Limited data exist about causes of chronic kidney disease (CKD) and impact on health-related quality of life (HRQoL) in African children. We evaluated types of kidney disease in Ugandan children 0-18 years and compared HRQoL in children with CKD or with benign or resolving kidney disease (non-CKD) to assess predictors of HRQoL.
Demographic, socioeconomic, and clinical data were obtained for this cross-sectional study. Pediatric Quality of Life Core Scale™ (PedsQL) was used to survey 4 domains and overall HRQoL. CKD and non-CKD scores were compared using unpaired t test. HRQoL predictors were evaluated using linear and logistic regression analyses.
One hundred forty-nine children (71 CKD, 78 non-CKD; median age 9 years; male 63%) had the following primary diseases: nephrotic syndrome (56%), congenital anomalies of the urinary tract (CAKUT) (19%), glomerulonephritis (17%), and other (8%). CAKUT was the predominant etiology (39%) for CKD; 63% had advanced stages 3b-5. Overall HRQoL scores were significantly lower for CKD (57 vs. 86 by child report, p < 0.001; 63 vs. 86 by parent proxy report, p < 0.001). Predictors of lower HRQoL were advanced CKD stages 3b-5, primary caregiver non-parent, vitamin D deficiency, and anemia.

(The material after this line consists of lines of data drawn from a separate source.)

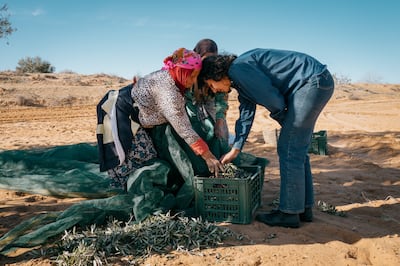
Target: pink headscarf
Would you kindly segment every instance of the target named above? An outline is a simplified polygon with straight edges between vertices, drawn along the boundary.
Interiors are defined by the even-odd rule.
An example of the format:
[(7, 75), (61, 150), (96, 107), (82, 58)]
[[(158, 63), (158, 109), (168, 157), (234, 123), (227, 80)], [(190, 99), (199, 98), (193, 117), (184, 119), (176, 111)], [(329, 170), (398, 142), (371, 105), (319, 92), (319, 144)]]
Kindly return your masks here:
[(170, 70), (174, 67), (201, 69), (201, 56), (191, 50), (179, 48), (172, 55), (164, 59), (164, 67), (162, 69)]

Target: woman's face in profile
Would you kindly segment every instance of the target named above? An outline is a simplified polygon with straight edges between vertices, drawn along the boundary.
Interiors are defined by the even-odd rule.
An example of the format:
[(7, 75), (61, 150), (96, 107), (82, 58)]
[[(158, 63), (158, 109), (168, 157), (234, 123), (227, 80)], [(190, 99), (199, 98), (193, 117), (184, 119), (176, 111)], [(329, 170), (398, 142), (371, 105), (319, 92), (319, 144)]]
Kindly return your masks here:
[(220, 81), (207, 79), (205, 80), (205, 82), (213, 93), (218, 93), (218, 92), (228, 93), (231, 91), (231, 81), (228, 77), (224, 77)]

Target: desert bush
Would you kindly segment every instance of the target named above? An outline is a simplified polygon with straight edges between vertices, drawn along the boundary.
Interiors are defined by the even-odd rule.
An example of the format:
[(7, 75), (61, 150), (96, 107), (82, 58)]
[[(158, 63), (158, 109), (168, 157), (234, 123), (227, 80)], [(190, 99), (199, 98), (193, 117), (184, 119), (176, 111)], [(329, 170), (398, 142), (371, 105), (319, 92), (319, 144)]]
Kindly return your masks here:
[(16, 98), (15, 104), (17, 106), (41, 106), (37, 99), (27, 98), (21, 95)]
[(49, 62), (42, 60), (39, 56), (36, 56), (20, 59), (15, 70), (18, 73), (53, 73), (55, 67)]
[(332, 75), (336, 85), (349, 85), (351, 83), (351, 78), (340, 75), (340, 74), (333, 74)]
[(70, 70), (70, 69), (65, 69), (63, 71), (59, 72), (60, 74), (77, 74), (76, 72)]

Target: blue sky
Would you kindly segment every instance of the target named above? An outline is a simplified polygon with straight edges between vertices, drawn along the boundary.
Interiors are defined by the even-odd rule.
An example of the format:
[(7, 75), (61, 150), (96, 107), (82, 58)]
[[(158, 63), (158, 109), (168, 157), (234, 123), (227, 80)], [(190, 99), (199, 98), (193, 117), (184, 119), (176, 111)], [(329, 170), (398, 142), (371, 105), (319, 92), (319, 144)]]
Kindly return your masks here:
[[(398, 0), (0, 0), (17, 28), (0, 39), (0, 71), (39, 56), (56, 72), (130, 79), (179, 47), (305, 52), (352, 82), (400, 83)], [(7, 44), (7, 42), (9, 44)]]

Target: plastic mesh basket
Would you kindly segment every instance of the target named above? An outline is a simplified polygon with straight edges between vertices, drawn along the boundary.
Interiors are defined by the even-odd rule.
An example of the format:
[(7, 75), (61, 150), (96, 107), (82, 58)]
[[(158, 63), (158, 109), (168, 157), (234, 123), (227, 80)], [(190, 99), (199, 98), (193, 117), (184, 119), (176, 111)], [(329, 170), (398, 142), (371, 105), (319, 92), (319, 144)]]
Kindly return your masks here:
[[(276, 143), (278, 143), (279, 134), (280, 134), (280, 129), (275, 129)], [(267, 133), (265, 133), (265, 135), (267, 135)], [(327, 142), (328, 140), (327, 140), (326, 130), (314, 132), (311, 137), (311, 143), (310, 147), (308, 148), (308, 153), (327, 155), (328, 154)]]
[(314, 132), (312, 135), (308, 152), (313, 154), (326, 155), (328, 154), (328, 149), (326, 145), (327, 145), (326, 130)]
[(251, 223), (261, 203), (260, 166), (239, 166), (245, 178), (195, 177), (196, 213), (213, 222)]

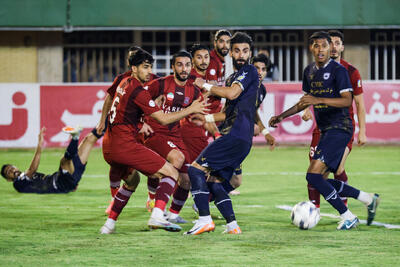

Like other parts of the world, CAKUT was the main cause of CKD. Most CKD children presented at late CKD stages 3b-5. Compared with non-CKD, HRQoL in CKD was much lower; only two-thirds attended school. Vitamin D deficiency and anemia were potentially modifiable predictors of low HRQoL. Interventions with vitamin D, iron, and erythropoietin-stimulating agents might lead to improved HRQoL.